In August 2017, Marc Laidlaw, the former Valve writer of the entire Half-Life series, penned a tongue-in-cheek storyline entitled Epistle 3 on his website, which fans saw as his interpretation of what Valve may have planned for Half-Life 2: Episode 3 (aka Half-Life 3). Most people, myself included, saw this as closure on one of the Internet’s longest-running mysteries. Others, however, saw the missive as Laidlaw throwing down the gauntlet, resulting in unforeseen consequences and the formation of two disparate teams of Half-Life fans announcing plans to bring Epistle 3 to life as a brand new episode.
We’ve Been Waiting For Half-Life 3 Since 2007
Half-Life was launched in 1998, Half-Life 2 in 2004 and Episodes One and Two a couple of years later. Since that time, the rumour mill has never stopped grinding away and apart from Black Mesa, the Half-Life total remake, the entire Half-Life series seemed doomed to remain in developer purgatory. Then everything changed when Laidlaw published his mischievous scribblings in 2017, with the Project Borealis and Borealis Alyph teams being formed in roughly the same timeframe. Both are described as teams of around 70 people, including programmers, artists, voice actors and such like, with clear intentions to finally bring the myth to reality. However, there is one big difference between the two teams, namely the game engine which may be a bone of contention for Valve in the coming months or years.
This team is using Unreal Engine 4 to bring the game to life and that single aspect has been criticised by many Half-Life purists as sacrilegious, believing they should stick with Valve’s own Source Engine, a view that I personally disagree with.
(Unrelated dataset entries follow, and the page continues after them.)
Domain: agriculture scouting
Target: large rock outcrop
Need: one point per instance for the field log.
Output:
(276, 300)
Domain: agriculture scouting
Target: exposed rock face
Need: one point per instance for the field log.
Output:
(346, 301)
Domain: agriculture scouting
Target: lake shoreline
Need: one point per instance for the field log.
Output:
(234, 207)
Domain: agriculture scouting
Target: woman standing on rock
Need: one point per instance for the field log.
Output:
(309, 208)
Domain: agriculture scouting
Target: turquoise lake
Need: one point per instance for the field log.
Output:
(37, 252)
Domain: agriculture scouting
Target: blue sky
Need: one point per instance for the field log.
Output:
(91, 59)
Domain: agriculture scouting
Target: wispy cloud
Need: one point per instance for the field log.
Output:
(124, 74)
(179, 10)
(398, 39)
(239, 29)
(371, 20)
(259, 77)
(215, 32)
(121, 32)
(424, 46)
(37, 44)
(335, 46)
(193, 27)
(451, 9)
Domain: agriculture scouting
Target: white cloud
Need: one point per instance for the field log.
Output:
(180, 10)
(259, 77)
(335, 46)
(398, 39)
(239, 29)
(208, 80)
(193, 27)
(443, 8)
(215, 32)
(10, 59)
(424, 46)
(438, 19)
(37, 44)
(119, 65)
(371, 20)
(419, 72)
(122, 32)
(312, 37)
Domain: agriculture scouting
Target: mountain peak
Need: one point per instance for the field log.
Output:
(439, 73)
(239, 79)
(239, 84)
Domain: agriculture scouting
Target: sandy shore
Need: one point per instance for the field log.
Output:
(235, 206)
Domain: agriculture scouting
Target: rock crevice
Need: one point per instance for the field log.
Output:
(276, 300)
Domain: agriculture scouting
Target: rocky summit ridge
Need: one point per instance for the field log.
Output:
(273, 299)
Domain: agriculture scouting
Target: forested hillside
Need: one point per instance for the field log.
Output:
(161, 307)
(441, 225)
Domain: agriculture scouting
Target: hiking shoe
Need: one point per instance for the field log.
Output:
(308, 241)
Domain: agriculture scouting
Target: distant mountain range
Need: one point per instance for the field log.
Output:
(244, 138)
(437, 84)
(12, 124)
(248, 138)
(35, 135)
However, many are pointing out that Valve may use its powers to kill the project for that very reason, possibly citing copyright infringement as an excuse for not using Valve’s own Source Engine – who knows? Either way, Project Borealis intends to release a tech demo and they post the most recent game updates on Discord, which you can find at Discord Project Borealis, a medium that appears to be much more current than their website. A performance test is also available for download.
Anyway, here’s their latest update, not forgetting that anything Half-Life related has an uncanny knack of distorting time as we know it.
KAFF (Keep Away From Fire) is the team developing Boreal Alyph using the Source Engine because, in their own words, 8220;We want Boreal Alyph to feel like it belongs in the episodic series. Moving to another engine would make that more difficult to do so.” In fact, the team is making improvements to the creaking Source engine for a smoother graphical experience as can be seen in this asset showcase video.
There never really is a conclusion in the Half-Life universe and as I’ve already mentioned, development time on anything related to this game tends to become elastic. Black Mesa, for example, was stuck in a time warp, having been first announced in 2004, but not released until 2012 and the final level, Xen still hasn’t seen the light of day, having initially been teased for early 2019. Whilst I’m excited at the prospect of seeing Gordon Freeman once again don his HEV suit, it wouldn’t be wise to hold one’s breath for too long.